What is the Thrombinoscope?
The Thrombinoscope is an automated laboratory robot designed to perform thrombin generation analysis, a sophisticated assay used to measure the coagulation capacity of blood plasma. The system automates the Calibrated Automated Thrombogram (CAT) assay, which provides clinicians with a comprehensive picture of a patient’s haemostatic balance, useful in managing bleeding disorders, thrombosis risk, and anticoagulation therapy.
The system was developed at Tegema (now Etteplan) as a high-precision medical device project for the haemostasis diagnostics market, and was later commercialised and brought to market as a diagnostic platform for clinical laboratories.
The CAT assay
The Calibrated Automated Thrombogram measures how much thrombin is generated in a plasma sample over time, producing a characteristic thrombin generation curve (TGC). Unlike traditional clotting tests, CAT captures the full dynamics of the coagulation process, including peak thrombin, lag time, and endogenous thrombin potential, giving clinicians much richer diagnostic information.

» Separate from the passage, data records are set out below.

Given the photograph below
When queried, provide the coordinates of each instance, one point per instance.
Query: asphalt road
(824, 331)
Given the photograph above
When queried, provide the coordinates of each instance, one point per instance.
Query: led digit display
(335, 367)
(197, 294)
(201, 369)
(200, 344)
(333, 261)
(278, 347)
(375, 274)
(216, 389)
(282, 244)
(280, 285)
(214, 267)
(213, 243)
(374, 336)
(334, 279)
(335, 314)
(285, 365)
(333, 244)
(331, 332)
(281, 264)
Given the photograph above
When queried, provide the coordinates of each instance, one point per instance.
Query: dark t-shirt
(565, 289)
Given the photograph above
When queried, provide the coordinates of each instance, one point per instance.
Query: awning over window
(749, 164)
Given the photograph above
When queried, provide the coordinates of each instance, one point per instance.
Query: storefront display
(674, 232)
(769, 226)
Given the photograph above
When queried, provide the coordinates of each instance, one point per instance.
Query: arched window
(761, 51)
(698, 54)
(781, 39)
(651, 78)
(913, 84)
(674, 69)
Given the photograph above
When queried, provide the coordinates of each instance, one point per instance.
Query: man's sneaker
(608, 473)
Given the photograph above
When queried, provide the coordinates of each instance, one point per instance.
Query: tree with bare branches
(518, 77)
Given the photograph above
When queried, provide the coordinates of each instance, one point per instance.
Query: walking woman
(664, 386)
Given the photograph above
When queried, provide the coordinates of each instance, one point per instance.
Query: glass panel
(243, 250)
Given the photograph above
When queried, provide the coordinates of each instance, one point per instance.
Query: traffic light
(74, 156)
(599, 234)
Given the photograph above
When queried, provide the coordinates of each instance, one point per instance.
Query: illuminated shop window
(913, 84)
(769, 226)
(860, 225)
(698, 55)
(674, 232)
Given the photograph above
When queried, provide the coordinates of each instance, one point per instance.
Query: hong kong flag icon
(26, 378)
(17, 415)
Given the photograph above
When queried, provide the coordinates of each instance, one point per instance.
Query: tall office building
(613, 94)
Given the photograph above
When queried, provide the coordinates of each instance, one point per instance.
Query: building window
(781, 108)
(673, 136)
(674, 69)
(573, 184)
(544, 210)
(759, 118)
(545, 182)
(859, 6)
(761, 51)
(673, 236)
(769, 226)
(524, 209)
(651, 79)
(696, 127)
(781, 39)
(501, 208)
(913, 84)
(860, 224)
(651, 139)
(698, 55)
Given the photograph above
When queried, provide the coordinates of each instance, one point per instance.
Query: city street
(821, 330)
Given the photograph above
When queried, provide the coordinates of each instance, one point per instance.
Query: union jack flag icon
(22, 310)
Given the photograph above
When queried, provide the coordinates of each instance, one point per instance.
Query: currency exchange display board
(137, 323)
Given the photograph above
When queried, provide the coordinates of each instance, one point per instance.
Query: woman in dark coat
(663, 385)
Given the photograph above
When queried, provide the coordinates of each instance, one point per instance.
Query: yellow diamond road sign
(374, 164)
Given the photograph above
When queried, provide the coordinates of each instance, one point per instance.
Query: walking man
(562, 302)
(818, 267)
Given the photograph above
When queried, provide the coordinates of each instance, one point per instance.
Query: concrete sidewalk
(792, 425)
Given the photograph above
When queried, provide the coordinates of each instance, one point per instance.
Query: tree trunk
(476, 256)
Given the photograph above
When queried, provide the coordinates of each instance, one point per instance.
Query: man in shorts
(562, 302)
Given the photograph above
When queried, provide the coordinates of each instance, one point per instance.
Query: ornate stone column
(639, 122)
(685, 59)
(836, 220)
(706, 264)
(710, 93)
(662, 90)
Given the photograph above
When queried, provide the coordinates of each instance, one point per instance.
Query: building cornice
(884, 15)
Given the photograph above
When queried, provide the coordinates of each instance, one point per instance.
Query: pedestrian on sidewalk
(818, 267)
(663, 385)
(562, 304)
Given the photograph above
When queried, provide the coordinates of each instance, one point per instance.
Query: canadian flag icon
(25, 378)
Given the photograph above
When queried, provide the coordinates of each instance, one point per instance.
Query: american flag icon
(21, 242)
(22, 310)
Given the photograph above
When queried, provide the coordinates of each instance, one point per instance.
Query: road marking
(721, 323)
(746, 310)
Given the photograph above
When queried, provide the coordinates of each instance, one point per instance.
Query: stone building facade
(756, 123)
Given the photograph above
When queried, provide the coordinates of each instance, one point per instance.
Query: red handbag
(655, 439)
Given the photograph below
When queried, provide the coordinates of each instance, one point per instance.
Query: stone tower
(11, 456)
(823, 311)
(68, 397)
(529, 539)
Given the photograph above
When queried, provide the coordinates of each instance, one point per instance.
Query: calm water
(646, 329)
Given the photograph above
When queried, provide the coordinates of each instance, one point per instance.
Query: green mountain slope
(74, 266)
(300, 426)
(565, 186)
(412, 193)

Automating this assay removes the variability and manual effort of manual pipetting, incubation timing, and fluorescence measurement, while enabling high-throughput processing in a clinical lab setting.
Technology
The Thrombinoscope is a precision laboratory instrument combining:
- Motorised pipetting and plate handling automating the full CAT workflow with microliter-level accuracy
- C/C++ firmware on a real-time embedded platform managing motor control, timing, and assay sequencing
- An integrated optical measurement system tracking fluorescent substrate cleavage, the proxy for thrombin activity, over time
- Custom PCB design for motor drivers, sensor interfaces, and communication between subsystems
- Developed under ISO 13485 as a certified in-vitro diagnostic device
My role
I worked on this project as an electronic engineer at Tegema, contributing to the design and development of the embedded control software and electronics. This included writing the real-time control firmware, designing and testing PCBs, and supporting system validation for CE-marking as an IVD medical device.